Casio G-Shock MTG-B1000RB Lunar Rainbow Watch Hands-On

Let me begin with a quick peek behind the scenes of aBlogtoWatch at BaselWorld. Every year, a large part of the aBlogtoWatch team gathers to check out the lamest-to-greatest watch novelties in the moderately charming town of Basel. Over countless meetings, a couple times it happens that a team member finds a novelty, leaps over the desk to check it out in haste, only to then lookup with an exaggerated look of lust and new-found love in his eyes. Launched at BaselWorld 2019 to celebrate the 20th anniversary of the Casio G-Shock MTG line, the Casio G-Shock MTG-B1000RB Lunar Rainbow was, by all means, a watch that evoked such cartoonish gestures from more than one of us, as we first got our hands on it at our annual Casio meeting at BaselWorld.
It does not just look though; durability and technology also get a boost. A sapphire crystal, a new Core Guard Structure, a carbon-reinforced resin case and yet tougher lugs mean that you can now fall off an even higher waterfall and your watch will still be ticking, even though you will not. The tech includes Multi-Band 6 (as it damn well should, for a whole grand), five motors to drive each hand separately, as well as Bluetooth smartphone connectivity with a G-Shock connected app. That sounds dorky as hell, but keeping track of the watch’s chronometrical self-adjustments, self-updates, and even the power generated by the solar charging panel is admittedly kind of cool interesting.
Cutting to the chase here, the whole point of the Casio G-Shock MTG-B1000RB Lunar Rainbow is its namesake feature: the “lunar rainbow” theme. Having never witnessed one, I can only report that the colors are inspired by a type of rainbow that is formed by the light of the moon. Anyhow, it’s a cool name to go with a special color scheme, so why not give it a pass? A unique rainbow ion-plated (IP) finish sets the case, crown, crown guards, bezel, screwheads and lug structure apart from any other watch you can think of — I do wish that there was a bracelet to go with it all, even though I remain uncertain whether my mind could actually process that sight.
Interestingly, although the pattern might at first appear to be random, all Casio G-Shock MTG-B1000RB Lunar Rainbow watches will have roughly the same pattern: purple around 6 and 12 o’clock, green and yellow elsewhere around the bezel, and blue on the lug structure. That said, Casio has confirmed that each and every watch will be slightly different, so the exact colors and the area that they cover will vary from one watch to another. The case measures 55.8mm-tall, 51.7mm-wide and 14.4mm-thick. A weight of 123 grams is tamed by a resin band matched to a tang buckle.
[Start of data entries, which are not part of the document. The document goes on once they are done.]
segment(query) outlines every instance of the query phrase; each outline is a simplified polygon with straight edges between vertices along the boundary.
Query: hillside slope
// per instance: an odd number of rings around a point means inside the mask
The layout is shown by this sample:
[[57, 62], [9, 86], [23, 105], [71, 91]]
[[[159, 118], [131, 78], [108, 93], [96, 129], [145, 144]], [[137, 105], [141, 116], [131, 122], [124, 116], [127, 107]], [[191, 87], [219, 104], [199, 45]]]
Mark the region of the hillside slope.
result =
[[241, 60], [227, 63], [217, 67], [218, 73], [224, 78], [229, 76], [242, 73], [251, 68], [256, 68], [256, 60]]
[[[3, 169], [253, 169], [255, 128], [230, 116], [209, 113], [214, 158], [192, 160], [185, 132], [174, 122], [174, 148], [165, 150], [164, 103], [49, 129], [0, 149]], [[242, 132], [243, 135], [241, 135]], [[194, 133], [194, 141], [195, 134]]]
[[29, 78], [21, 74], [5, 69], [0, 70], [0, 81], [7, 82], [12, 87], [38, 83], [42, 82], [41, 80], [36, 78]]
Despite those rather gargantuan proportions, the watch looked okay and felt shockingly good around my 6.75″ (~17cm) wrist. I can’t wait to get one of these in for review to gauge how it fairs out there in the real world, with the BaselWorld-romance all lifted from my eyes.

If you do know that you surely love this colorway but want to learn more about the MTG line of G-Shocks, you can learn all there is to it from Ariel’s review of the MTG-B1000 here. That is essentially the exact same watch but with a safer color scheme. Oh, and that one gets you a full metal bracelet and a 100-dollar savings over this fancy-colored Lunar Rainbow edition.
Price for the Casio G-Shock MTG-B1000RB Lunar Rainbow is $1,000 and, quite hilariously, they are limited to “one per household” on the G-Shock website. The good news is that the Lunar Rainbow doesn’t appear to be a numbered limited edition — but if you love it, you better head to your local store or order it online, because once these get out of production, a hefty second-hand premium will likely be attached to them.